Mastering Web Scraping: A Practical Guide to Beautiful Soup and Requests
Discover Web Scraping: A Step-by-Step Guide to Beautiful Soup and Requests
Hi guys, my name is Harshit and this is my first medium blog, it is going to be about Web Scraping using Beautiful Soup and Requests.
When I got into the field of Data Science like everybody else I used the old or you can say the datasets that have been used in every other Machine Learning Project. But as a student in the Data Science field, there are many ways to collect or create data, and that’s when I decided to learn Web Scraping.
So to create and collect your dataset there are many ways but the most organic and old-school way is to Scrape the data you see on the web. Yes, there are some limitations to it and we are going to talk about it in the last phase of the article.
In this article, we are going to understand the basics of Web Scraping and will practically implement it to create a Dataset.
Pre-Requisites for Web Scraping
Basic Knowledge of Python and HTML.
A computer with an internet connection.
Most important is the eagerness to learn new things.
If you don’t satisfy these conditions, no problem we are going to understand and learn Python and HTML along the way. That’s it, we are ready to move ahead.

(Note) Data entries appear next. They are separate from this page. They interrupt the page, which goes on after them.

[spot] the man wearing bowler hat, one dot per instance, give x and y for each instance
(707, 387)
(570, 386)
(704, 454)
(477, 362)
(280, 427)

Importing Python Libraries
There are 2 basic libraries we are going to install Beautiful Soup and Requests.
Open Jupyter Notebook and run this command in a cell:
%pip install -U bs4 requests lxml html5lib
Bs4 is a package that includes the Beautiful Soup module. The requests module helps us to send requests to the server of the link provided and fetch that web page's HTML code. Last but not least you must be thinking what are those lxml and html5lib, these two are the parser that helps us to parse the content returned from the requests we made.
Checking Response of Webpage
The first step of scraping is to send a request to the webpage. We are going to scrape Game Details to create a recommendation dataset from this website:
Video Game Reviews, Articles, Trailers, and more
Checking the response code:
from bs4 import BeautifulSoup as bs
import requests as req
# Checking the Sites response
url = r"https://www.metacritic.com/game/"
response = req.get(url)
print(response)
Output:
<Response [403]>
The HTTP 403 Forbidden response status code indicates that the server understands the request but refuses to authorize it.
So our request was proper but it didn’t get authorized by the server, so for getting approved we have to use headers in the requests we are making.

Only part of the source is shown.